(Bloomberg) -- Kenyan opposition leader Raila Odinga called for the boycott of the nation’s biggest company Safaricom Plc and its second largest lender KCB Group Plc as part of his anti-government protests.
Odinga accused the two companies and a local media house of aiding President William Ruto’s government, saying they had become “enablers and facilitators of this brutal regime.” He didn’t give details to back his allegations.
Safaricom and KCB Group didn’t immediately comment on Odinga’s remarks when contacted on Tuesday.
Odinga, who narrowly lost last year’s presidential vote to Ruto and unsuccessfully tried to overturn the result in the Supreme Court, maintains that he won. He vowed to rally masses every Monday and Thursday to push the government to meet his demands, including doing more to bring down the cost of living and to ensure that the constitution of a new panel to oversee elections is done fairly.

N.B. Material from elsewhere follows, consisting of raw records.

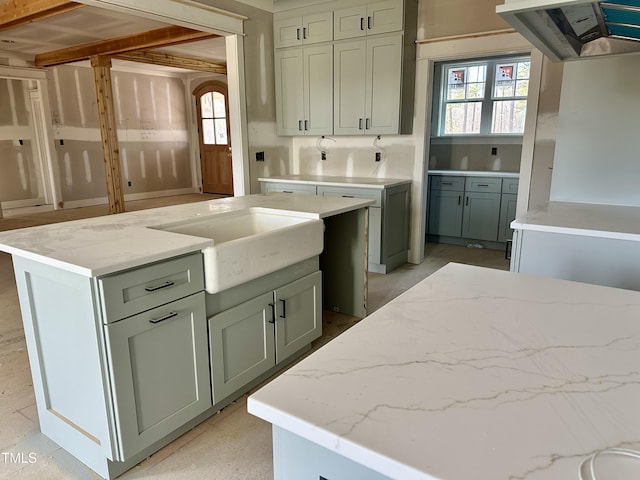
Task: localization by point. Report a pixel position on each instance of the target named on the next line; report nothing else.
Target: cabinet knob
(166, 317)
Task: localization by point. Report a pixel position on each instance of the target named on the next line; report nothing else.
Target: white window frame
(487, 101)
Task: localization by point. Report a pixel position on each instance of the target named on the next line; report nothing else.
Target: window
(486, 97)
(214, 118)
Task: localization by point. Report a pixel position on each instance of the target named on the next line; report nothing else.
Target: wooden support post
(108, 130)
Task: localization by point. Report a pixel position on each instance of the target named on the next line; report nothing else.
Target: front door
(215, 142)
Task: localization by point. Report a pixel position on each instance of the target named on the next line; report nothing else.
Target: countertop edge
(335, 443)
(390, 182)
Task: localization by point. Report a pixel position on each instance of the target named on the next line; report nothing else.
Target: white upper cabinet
(303, 30)
(369, 19)
(367, 78)
(304, 90)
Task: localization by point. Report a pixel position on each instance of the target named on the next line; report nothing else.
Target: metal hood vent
(574, 29)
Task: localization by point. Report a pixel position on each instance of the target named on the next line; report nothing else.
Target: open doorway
(214, 137)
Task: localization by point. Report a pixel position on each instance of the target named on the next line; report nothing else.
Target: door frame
(197, 92)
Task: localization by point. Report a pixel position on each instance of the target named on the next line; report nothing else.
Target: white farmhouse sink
(250, 243)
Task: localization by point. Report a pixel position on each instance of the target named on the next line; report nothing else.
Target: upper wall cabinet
(304, 90)
(370, 19)
(303, 30)
(363, 84)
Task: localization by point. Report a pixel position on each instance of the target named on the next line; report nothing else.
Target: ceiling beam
(167, 60)
(14, 13)
(161, 37)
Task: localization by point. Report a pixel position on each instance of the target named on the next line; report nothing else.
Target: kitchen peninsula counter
(107, 244)
(590, 243)
(473, 373)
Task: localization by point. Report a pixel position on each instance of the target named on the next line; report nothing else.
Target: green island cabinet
(125, 363)
(345, 67)
(464, 209)
(388, 233)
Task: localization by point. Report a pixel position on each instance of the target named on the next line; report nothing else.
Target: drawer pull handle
(160, 287)
(166, 317)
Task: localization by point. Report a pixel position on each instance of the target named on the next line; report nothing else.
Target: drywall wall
(471, 156)
(596, 155)
(19, 176)
(152, 133)
(443, 18)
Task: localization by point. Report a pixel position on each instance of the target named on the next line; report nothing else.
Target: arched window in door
(215, 143)
(214, 118)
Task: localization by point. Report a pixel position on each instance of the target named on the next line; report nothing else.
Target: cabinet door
(289, 92)
(317, 28)
(298, 308)
(349, 22)
(445, 213)
(349, 84)
(287, 32)
(481, 215)
(507, 215)
(318, 90)
(160, 371)
(384, 17)
(383, 85)
(242, 345)
(396, 224)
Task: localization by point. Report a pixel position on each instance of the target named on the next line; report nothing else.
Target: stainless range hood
(575, 29)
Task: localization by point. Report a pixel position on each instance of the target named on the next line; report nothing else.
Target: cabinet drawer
(350, 192)
(439, 182)
(510, 185)
(289, 188)
(483, 184)
(134, 291)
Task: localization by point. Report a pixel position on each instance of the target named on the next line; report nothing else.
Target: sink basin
(250, 243)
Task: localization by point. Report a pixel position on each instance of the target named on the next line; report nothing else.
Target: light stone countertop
(337, 181)
(593, 220)
(473, 374)
(107, 244)
(475, 173)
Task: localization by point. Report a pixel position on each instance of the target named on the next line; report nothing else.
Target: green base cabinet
(249, 339)
(470, 209)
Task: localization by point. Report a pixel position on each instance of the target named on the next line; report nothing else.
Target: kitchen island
(130, 345)
(590, 243)
(471, 374)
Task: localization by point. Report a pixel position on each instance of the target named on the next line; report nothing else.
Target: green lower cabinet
(160, 371)
(445, 213)
(481, 216)
(507, 215)
(249, 339)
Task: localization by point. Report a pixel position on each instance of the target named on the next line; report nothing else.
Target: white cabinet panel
(304, 90)
(303, 30)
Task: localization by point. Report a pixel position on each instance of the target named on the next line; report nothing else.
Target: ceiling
(53, 32)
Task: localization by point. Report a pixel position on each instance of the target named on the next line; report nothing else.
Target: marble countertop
(595, 220)
(107, 244)
(475, 173)
(336, 181)
(473, 374)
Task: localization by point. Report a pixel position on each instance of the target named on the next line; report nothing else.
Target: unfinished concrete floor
(231, 445)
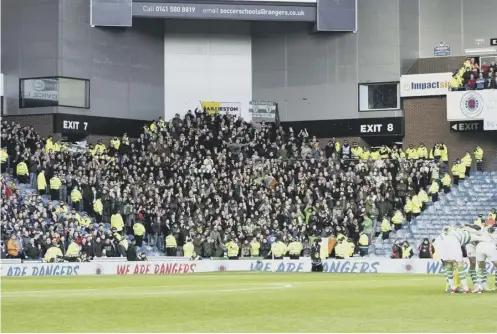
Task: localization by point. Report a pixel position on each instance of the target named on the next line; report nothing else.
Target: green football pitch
(243, 302)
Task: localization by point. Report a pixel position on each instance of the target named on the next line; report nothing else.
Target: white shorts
(486, 251)
(448, 248)
(471, 250)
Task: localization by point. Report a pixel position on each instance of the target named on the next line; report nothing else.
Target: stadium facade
(306, 55)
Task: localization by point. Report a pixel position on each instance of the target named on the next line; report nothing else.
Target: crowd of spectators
(199, 183)
(473, 76)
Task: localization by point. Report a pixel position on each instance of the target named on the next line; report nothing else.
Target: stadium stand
(472, 76)
(213, 185)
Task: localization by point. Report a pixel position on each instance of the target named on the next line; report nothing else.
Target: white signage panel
(473, 105)
(432, 84)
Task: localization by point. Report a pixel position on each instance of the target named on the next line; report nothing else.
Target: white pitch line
(137, 287)
(115, 291)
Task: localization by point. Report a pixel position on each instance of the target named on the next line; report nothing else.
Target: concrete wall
(54, 38)
(457, 23)
(316, 76)
(426, 121)
(29, 45)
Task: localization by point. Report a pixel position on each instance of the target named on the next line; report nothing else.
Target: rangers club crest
(472, 104)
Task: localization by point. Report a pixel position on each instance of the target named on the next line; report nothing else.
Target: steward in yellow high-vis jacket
(139, 231)
(408, 209)
(455, 172)
(55, 185)
(446, 183)
(232, 250)
(386, 228)
(434, 190)
(41, 183)
(422, 151)
(76, 198)
(416, 205)
(467, 161)
(22, 172)
(363, 244)
(478, 152)
(116, 221)
(294, 249)
(4, 158)
(397, 220)
(255, 247)
(52, 254)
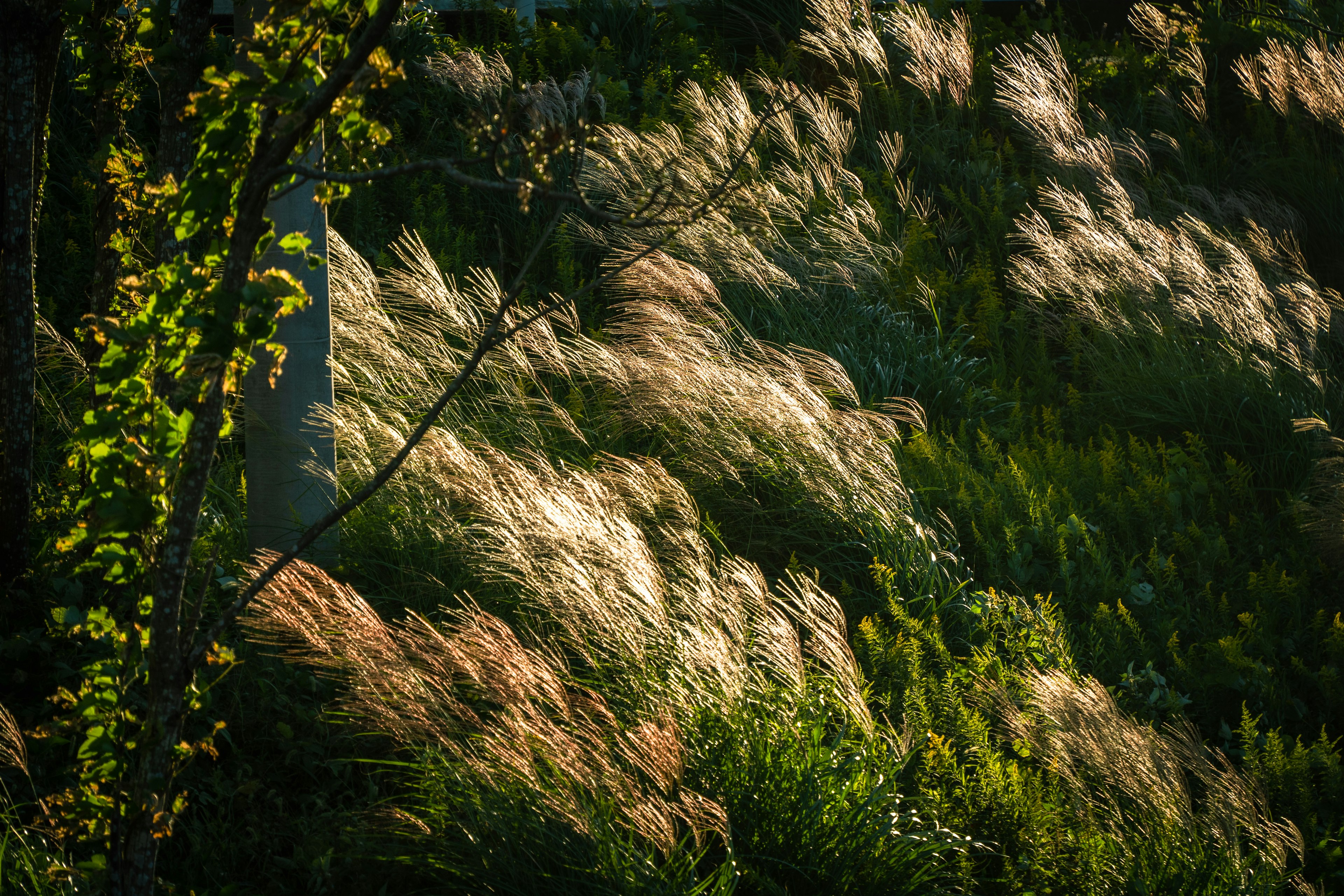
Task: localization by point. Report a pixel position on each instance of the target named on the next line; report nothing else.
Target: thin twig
(491, 338)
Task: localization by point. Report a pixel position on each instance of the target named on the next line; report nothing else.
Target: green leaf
(295, 244)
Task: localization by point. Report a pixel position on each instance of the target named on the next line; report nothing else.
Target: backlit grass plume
(1172, 803)
(506, 710)
(1312, 76)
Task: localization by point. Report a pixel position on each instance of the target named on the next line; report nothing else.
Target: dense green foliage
(1084, 499)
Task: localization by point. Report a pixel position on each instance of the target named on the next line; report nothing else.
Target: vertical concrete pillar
(291, 453)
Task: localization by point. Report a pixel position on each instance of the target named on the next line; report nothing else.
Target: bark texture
(30, 42)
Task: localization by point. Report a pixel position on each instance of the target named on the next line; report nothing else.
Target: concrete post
(291, 455)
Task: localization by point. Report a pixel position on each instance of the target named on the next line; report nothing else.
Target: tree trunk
(176, 151)
(31, 40)
(108, 203)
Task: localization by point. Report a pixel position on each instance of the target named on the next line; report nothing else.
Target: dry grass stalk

Kenya’s inflation rate climbed to 9.2% in February and has been above the central bank’s target range of 2.5% to 7.5% since June. Economic growth in East Africa’s largest economy is expected to slow to 5.1% this year from 5.3% in 2022, according to International Monetary Fund estimates.
Ruto, on his part, says his administration is operating within the law and working to improve the battered economy he inherited in September and to create jobs for millions of young people. “Nothing extra-legal will be part of what we do as a nation,” he said at an event on Monday, following Odinga’s comments that suggested that the electoral commission panel was being irregularly reconstituted.
The Kenya Union of Journalists released a statement condemning Odinga’s call to boycott the Star Newspaper. “This is very unfortunate, with the remarks coming from a leader who understands the importance of free and independent press in promoting good governance and transparency in public process, which he is fighting for,” according to the statement.
A large police contingent was deployed in Nairobi from early Monday morning when Odinga said the protests would begin, and the authorities restricted movement in potential hot-spots. Many shops in the central business district remained closed, some schools cancelled classes and there was less traffic on the streets than normal. One person died in the protests, while 238 were arrested and 31 police officers were injured, according to the police.